You could also use the where()
method on the DataFrame object right away. You can provide the condition to this method as the first argument. See the following example:
dataset.where(dataset['class']==0)
Which would give the following output
f000001 f000002 f000003 ... f000102 f000103 class
0 0.000000 0.000000 0.000000 ... 0.000000 0.080000 0.0
1 0.000000 0.000000 0.000000 ... 0.000000 0.058824 0.0
2 0.000000 0.000000 0.000000 ... 0.000000 0.095238 0.0
3 0.029867 0.000000 0.012769 ... 0.000000 0.085106 0.0
4 0.000000 0.000000 0.000000 ... 0.000000 0.085106 0.0
5 0.000000 0.000000 0.000000 ... 0.000000 0.085106 0.0
6 0.000000 0.000000 0.000000 ... 0.000000 0.127660 0.0
7 0.000000 0.000000 0.000000 ... 0.000000 0.106383 0.0
8 0.000000 0.000000 0.000000 ... 0.000000 0.127660 0.0
9 0.000000 0.000000 0.000000 ... 0.000000 0.106383 0.0
10 0.000000 0.000000 0.000000 ... 0.000000 0.085106 0.0
11 0.021392 0.000000 0.000000 ... 0.000000 0.042553 0.0
12 -0.063880 -0.124403 -0.102466 ... 0.000000 0.042553 0.0
13 0.000000 0.000000 0.000000 ... 0.000000 0.021277 0.0
14 0.000000 0.000000 0.000000 ... 0.000000 0.000000 0.0
15 0.000000 0.000000 -0.060884 ... 0.000000 0.000000 0.0
[18323 rows x 104 columns]
(I got rid of the rest of the output for brevity of the answer)
A huge advantage of using this method over just referencing is that you can additionally replace those values that don't match the condition using the other
argument, and also perform some operation on the values that match the condition using the inplace
argument. Basically, you can reconstruct the rows of the your dataframe as desired.

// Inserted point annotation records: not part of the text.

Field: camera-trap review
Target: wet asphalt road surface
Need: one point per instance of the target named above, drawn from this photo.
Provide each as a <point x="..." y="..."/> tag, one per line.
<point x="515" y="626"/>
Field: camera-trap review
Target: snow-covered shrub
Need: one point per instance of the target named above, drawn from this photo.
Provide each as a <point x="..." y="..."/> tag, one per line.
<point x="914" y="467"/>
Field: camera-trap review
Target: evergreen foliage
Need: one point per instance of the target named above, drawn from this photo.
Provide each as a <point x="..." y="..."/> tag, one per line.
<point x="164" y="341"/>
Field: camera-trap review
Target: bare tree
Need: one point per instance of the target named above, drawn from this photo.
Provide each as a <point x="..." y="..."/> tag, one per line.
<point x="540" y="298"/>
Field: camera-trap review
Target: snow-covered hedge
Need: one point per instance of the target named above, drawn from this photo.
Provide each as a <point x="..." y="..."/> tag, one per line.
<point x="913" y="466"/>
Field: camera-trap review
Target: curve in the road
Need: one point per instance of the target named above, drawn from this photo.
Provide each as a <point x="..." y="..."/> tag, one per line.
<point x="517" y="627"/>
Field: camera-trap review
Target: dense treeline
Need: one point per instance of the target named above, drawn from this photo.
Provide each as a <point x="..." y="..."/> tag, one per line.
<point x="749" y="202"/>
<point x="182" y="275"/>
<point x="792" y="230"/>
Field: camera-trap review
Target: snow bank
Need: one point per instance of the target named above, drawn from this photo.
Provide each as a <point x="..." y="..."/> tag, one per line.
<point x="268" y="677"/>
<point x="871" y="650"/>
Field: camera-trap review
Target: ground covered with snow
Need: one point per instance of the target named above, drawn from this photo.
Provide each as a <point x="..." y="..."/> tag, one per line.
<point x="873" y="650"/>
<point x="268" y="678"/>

Additionally, because this function returns the a dataframe minus those rows that don't match the condition, you could re-reference a specific column such as
dataset.where(dataset['class']==0)['f000001']
And this will print the 'f000001'
(first feature) column for you, where the class label is 0.